Duvarda kapının arkasında asılı duran gelinliğe titreyerek baktı..
Dokunmak istedi ani bir hareketle ellerini geri çekip parmaklarını dudaklarının üzerine kapadı derin bir iç çekti sanırsın ki geride bıraktığı onca yıl çıktı bir daha girdi. Hemen gözlerini kaçırdı…
Yıllarca göz kaçırıyordu, önce canından çok sevdiği kocasından kaçırmaya başladı. Zaman ilerledikçe de her kesten hatta aynaya baktığında kendisinden bile.
Kâfi değildi kaçırdığı gözler. Kaçmaya çalıştığı gerçeği kalbinden ruhundan kazıp atmaya maalesef yeterli değildi.
Yıllar önce yakın akrabası ile görücü usulü evlendirilmişti. Bir evin bir oğlu olan eşi talih kuşu olarak lanse edilmişti kendisine.

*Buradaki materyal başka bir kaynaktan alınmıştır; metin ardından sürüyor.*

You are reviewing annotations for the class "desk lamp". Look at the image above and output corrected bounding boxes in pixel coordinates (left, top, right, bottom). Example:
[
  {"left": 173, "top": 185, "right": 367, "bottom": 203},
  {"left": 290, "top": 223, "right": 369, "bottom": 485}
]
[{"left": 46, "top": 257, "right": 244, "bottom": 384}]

-Öyle ya veliaht varis tek kendileri olacaktı eli sıcak sudan soğuk suya değmeyecekti.
Veliaht demek tüm beklentilere cevap vermek ve ekmeğin tereyağın kaymağını yemekti o vakit geleneklerde..
Aynen de öyle oldu..
Düğünden sonraki ilerleyen süreçte elinin kınası çıkmadan, gel zaman git zaman torun veliaht müjde beklemeye başladı ailenin namı değer büyükleri.
Oğlanın şanı büyük babası torununa yapacağı sünnetin planını anlatıp duruyordu.Oğlanın hanım annesi de yüklükteki döşeyin altına kıstırmıştı sarı çerçeveliyi.. Hal böyleyken bizim eli soğuk suya değmeyen gelinimizin müjdeyi vermesi an meselesiydi artık nasılsa cinsiyetini de belirlemişti büyükler.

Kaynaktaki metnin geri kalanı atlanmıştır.